We concluded with a discussion of the use of LDM as a classifier for speech data.
45
CHAPTER III
LDM FOR SPEECH CLASSIFICATION
Before using linear dynamic model for large-scale, continuous speech
recognition, a set of low-level phoneme classifications were processed to verify the
effectiveness of LDM for modeling speech. The results of these initial experiments also
provided some insight for the results of larger-scale continuous recognition experiments.

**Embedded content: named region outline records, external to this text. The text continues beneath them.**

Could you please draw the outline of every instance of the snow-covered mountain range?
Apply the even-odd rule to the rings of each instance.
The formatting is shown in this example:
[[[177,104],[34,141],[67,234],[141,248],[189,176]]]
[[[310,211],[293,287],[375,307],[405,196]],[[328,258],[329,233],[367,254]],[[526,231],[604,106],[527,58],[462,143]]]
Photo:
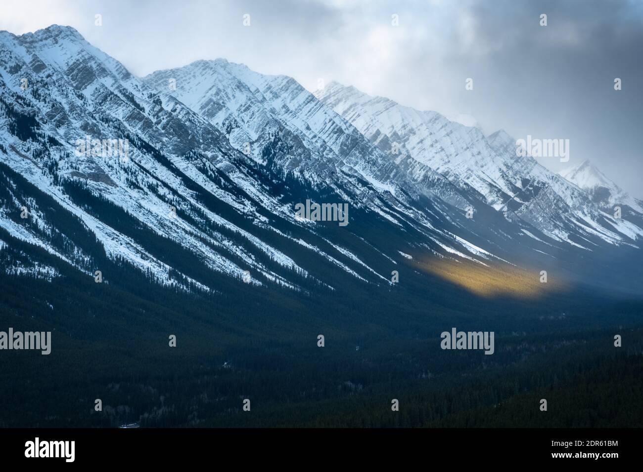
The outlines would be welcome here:
[[[105,155],[94,140],[125,146]],[[88,275],[116,261],[206,291],[230,277],[388,285],[418,255],[530,267],[581,254],[579,272],[603,270],[640,253],[643,209],[583,175],[516,157],[503,131],[337,83],[311,94],[222,59],[141,78],[70,27],[0,31],[0,259],[12,273],[55,277],[42,251]],[[347,203],[349,224],[298,217],[307,200]]]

At the beginning, the standard acoustic front-end for these experiments is discussed. Then
we provide an overview of the TIDigits Corpus which was used for the classification
experiments. The model training procedure and the investigation of parameters tuning is
covered as well. Finally, the experimental setup and classification results are discussed.
III.1 Acoustic Front-end
Choosing discriminating and independent features is one of the most critical
factors to any statistical pattern recognition system [8] [11]. Features are usually numeric,
but structural features such as strings and graphs can be used in syntactic recognition as
well. In Bayesian-related statistical models, the number of features in the classification
system is usually large. For the statistical models we discussed in previous chapters, the
model parameters can easily reach several hundred. One goal of feature extraction is to
choose the minimum number of features which have sufficient discriminative information
46
to avoid the “curse of dimensionality” problem [11] and to reduce the computational
complexity.
For a speech recognition system, the acoustic front-end module is responsible for
finding a suitable transformation of the sampled speech signal into a compact feature
space. A good acoustic front-end module will generate a feature space with good class
separability and compactness. To achieve high performance, it is necessary but not
sufficient that the basic speech sound units need to be well separated in the feature space.
Typically, we use features that capture both the temporal and spectral behavior of
the signal. The frequency domain is typically the preferred space in which features are
computed, since our acoustic theory of speech production predicts how phonemes can be
disambiguated based on their spectral shapes [2]. We also account for properties of
human hearing through transformations in the frequency domain [11]. Most popular
speech recognition systems make use of 30-50 dimensional feature space with most of
these features coming from the frequency domain.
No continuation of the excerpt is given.